Film, bir süredir ilişkilerinde problemler yaşadığı eşi Sevgi’nin kendisini aldattığını düşünen Ahmet’in hikâyesini anlatıyor. Ahmet kasabanın kuaförü Sevgi’yle evlidir ve ilişkilerinde bir süredir sorun yaşamaktadırlar. Ahmet, Sevgi’nin kendisini aldattığına inanır. Son zamanlarda ortalıkta gördüğü bir yabancı bu şüphesini pekiştirir. Bir gün panik içinde kardeşi Mehmet’i arar, bulaştığı beladan kurtulmak için onun yardımına ihtiyacı vardır. Yönetmenin sözleriyle, Uzun Zaman Önce, “Anadolu’da şehirleşmeye başlayan bir kasabada yaşayan otoriter bir baba ve gün geçtikçe babalarına dönüşmekten kaçamayan iki kardeşi anlatan bir masumiyeti kaybediş öyküsü”

Ağır Aksak Yürüyen Bir Evlilik

Ahmet ve Sevgi evliliklerinde sorunları olan bir çifttir. Aynı çatının altında yaşamaktadırlar fakat birbirlerine karşı olan sevgiden eser yoktur. Aralarındaki bu soğuk ve mesafeli ilişkiyi yönetmen bizlere her anında ikili arasına ördüğü o görünmez duvar ile hissettirir. Tek bir sahne dışında birbirleriyle hiçbir şekilde bedensel temasta bulunmayan Ahmet ve Sevgi’nin yolunda gitmeyen evlilikleri, aralarındaki ilişkiden ayrı olarak başka yollardan dolaylı olarak anlatılır. Abi ve yengesinin evlerine gittikleri akşam yemeğinde Ahmet’in abisi Mehmet’in ocakta kahve yapan Sevgi’ye söylediği “Birbirinizi üzmeyin, saygılı davranın” tarzı cümleleri ile aile yemeği yedikleri bir akşam Salih’in, oğlu Ahmet’in evlilik yüzüğünü neden takmadığını sorması bu noktada durumu, ayakları yere basan ve endişeye mahal vermeyecek şekilde kanıtlıyor. İkilinin evliliği kağıt üstünde her ne kadar devam etse de fiilen bitmiş olmasını ise filmin ilk kısmında izlemiş oluyoruz.

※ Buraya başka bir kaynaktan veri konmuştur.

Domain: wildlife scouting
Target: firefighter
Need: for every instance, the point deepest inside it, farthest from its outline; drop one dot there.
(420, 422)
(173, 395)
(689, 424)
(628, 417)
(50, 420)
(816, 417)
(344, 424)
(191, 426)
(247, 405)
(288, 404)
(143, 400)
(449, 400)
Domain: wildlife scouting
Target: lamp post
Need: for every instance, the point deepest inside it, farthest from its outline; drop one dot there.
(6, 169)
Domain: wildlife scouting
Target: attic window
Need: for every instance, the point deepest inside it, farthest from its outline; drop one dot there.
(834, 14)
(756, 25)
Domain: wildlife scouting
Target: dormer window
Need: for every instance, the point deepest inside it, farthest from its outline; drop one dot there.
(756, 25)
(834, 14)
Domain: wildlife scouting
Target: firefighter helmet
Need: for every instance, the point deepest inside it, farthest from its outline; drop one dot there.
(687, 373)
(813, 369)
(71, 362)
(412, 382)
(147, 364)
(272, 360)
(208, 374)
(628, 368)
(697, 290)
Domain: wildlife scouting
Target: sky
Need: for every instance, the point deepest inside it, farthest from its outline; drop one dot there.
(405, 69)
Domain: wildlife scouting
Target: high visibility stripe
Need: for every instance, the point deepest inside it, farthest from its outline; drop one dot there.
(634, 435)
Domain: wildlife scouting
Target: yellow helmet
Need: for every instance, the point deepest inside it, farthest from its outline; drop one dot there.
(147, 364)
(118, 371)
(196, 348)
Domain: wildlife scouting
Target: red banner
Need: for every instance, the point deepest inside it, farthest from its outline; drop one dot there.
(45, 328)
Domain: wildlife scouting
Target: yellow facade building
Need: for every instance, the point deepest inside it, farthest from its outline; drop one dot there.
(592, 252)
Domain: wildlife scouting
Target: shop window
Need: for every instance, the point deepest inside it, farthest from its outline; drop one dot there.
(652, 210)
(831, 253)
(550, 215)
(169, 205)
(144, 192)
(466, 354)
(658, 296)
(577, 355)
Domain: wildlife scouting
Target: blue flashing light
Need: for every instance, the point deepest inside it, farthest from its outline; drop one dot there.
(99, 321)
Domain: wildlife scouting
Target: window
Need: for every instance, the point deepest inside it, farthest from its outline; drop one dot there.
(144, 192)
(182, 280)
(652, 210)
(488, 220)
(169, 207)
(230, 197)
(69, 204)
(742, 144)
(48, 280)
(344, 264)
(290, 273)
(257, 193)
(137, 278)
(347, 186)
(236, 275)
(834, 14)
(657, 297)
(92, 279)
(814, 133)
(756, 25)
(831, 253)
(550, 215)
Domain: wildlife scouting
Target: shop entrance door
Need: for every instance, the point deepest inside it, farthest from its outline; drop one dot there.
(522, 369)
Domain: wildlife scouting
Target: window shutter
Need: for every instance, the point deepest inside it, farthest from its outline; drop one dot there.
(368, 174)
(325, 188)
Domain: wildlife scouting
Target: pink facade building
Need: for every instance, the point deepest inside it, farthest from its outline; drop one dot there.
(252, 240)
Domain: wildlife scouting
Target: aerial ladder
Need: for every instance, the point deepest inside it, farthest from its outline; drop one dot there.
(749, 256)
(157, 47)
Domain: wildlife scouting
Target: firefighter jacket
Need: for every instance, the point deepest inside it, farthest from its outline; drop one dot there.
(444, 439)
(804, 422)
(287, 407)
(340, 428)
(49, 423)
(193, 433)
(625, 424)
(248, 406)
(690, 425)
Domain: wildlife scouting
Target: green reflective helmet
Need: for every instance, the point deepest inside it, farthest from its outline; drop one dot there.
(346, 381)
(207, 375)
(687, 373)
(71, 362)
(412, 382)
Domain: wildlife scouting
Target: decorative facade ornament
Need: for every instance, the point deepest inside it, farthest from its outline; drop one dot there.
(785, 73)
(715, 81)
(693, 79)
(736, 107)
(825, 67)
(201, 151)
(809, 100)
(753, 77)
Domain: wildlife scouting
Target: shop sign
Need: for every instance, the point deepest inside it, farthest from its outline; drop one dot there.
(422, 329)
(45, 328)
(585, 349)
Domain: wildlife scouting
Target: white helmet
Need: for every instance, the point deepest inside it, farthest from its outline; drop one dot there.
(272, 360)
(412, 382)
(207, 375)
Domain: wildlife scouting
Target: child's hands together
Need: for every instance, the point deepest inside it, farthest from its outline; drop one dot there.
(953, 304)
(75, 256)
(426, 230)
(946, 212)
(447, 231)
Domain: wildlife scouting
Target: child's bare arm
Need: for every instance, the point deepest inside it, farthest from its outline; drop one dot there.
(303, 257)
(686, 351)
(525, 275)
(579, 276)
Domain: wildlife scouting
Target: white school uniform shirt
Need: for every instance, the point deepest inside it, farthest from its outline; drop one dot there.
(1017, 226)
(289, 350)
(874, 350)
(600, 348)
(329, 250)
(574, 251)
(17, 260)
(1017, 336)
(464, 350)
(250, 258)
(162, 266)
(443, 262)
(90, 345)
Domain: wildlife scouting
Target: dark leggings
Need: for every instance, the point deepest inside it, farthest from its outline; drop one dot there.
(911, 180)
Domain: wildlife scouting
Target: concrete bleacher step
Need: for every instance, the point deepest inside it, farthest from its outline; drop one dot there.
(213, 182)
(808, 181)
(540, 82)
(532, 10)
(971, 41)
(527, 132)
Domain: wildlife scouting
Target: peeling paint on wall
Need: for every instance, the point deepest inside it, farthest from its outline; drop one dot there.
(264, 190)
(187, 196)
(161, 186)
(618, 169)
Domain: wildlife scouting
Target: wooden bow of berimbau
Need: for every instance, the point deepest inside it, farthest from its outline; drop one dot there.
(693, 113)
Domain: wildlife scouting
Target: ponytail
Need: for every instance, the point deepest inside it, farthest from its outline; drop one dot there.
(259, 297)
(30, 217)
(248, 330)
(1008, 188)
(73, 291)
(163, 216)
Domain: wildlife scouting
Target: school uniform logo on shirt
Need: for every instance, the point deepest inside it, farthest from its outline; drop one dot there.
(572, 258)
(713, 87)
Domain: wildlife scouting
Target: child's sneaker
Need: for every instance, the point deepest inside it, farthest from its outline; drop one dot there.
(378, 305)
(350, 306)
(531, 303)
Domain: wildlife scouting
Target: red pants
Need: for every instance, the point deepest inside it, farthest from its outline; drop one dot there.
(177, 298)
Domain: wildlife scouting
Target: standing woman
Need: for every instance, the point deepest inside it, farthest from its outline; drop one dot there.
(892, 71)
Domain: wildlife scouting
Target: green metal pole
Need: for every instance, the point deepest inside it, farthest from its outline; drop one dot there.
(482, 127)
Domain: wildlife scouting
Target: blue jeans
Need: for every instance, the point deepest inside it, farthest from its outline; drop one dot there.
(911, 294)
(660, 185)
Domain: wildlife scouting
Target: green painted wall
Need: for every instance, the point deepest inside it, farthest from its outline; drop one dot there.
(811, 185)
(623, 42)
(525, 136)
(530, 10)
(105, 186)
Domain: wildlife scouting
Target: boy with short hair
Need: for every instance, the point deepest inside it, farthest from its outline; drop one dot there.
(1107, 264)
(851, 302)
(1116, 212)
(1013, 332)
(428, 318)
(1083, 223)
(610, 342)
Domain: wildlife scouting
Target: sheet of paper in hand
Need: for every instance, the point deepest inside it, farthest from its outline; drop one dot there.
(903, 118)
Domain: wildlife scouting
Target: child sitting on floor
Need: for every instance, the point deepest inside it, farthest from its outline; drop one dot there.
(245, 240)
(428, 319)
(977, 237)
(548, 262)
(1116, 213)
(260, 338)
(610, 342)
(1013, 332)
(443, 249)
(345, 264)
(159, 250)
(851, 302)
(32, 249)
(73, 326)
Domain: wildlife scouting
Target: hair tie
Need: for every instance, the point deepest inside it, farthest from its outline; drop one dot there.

Saklı Gerçekler Acı Sonuçlar Doğurur

Filmin ilk yirmi dakikalık bölümünde Ahmet’in kararı ise tüm filmin kaderinde ve doğal olarak kendi hayatında da kırılma noktasına yol açıyor. Eşi Sevgi’nin aldattığı kuşkusunu kendi doğruluk süzgecinden geçirerek ölçmesi sonucu vardığı karar Sevgi’nin kendisinden sakladığı gerçeği de ortaya çıkarıyor. Bu noktada kişinin kendi doğruluk algısının da ne derece doğru kapılar açtığını da Ahmet’in davranışı ve sonrasında kendisine zindan ettiği hayatından açıkça görebiliyoruz. Bu noktada senaryonun olumlu anlamda kırılgan yapısı ve saklı gerçeğin acı sonuçlar vermesinin yönetmen tarafından da oldukça başarılı bir şekilde işlenmesi filmi de oldukça kuvvetli bir hale getiriyor. Perdede izlediğimiz salt gerçekliği film boyunca hiçbir şekilde açıkça sunmayan yönetmen, Sevgi hakkında öğrendiğimiz gerçek sonrasında ise o tül perdesini tamamen kaldırarak gerçeği çırılçıplak şekilde ortaya çıkarıyor.

Uzun Lafın Kısası

Üstüne düşülerek yazıldığı her halinden anlaşılan senaryosu, güçlü oyunculuk performansları ve müzikleriyle bir yönetmenin ilk metrajına göre son derece iyi bir görüntü çizen film, derli toplu yapısıyla beğeniyi hak ediyor. Sindire sindire işleyen hikâyesini neredeyse her karakterinin ayrıntılı şekilde kurgulanmasıyla birleştiren film, iki saat boyunca anlatmak istediğini belli bir tarafa bükmeden olduğu gibi aktarıyor. Ahmet ve Sevgi’nin bir başrole göre ortalamanın bir hayli aşağısında kalan diyalog ağırlığı da filmde oyunculuk anlamında beklenen dengenin aksini sunuyor. Başrol oyuncularının ortalamanın aşağısında kalan bu durumları filmde biraz daha ağırlığı olacak şekilde işlense daha doyurucu oyunculuklarla karşılaşabilirdik kesinlikle. Başrolün bir adım geride kaldığı bu noktada ise bayrağı teslim alan başarılı oyuncu Serdar Orçin, son derece olgun bir performans izletiyor seyirciye. Yardımcı oyuncu kategorisinde olmasına karşın ağırlığını hissettiren Orçin adeta başrolden rol çalıyor diyebiliriz rahatlıkla.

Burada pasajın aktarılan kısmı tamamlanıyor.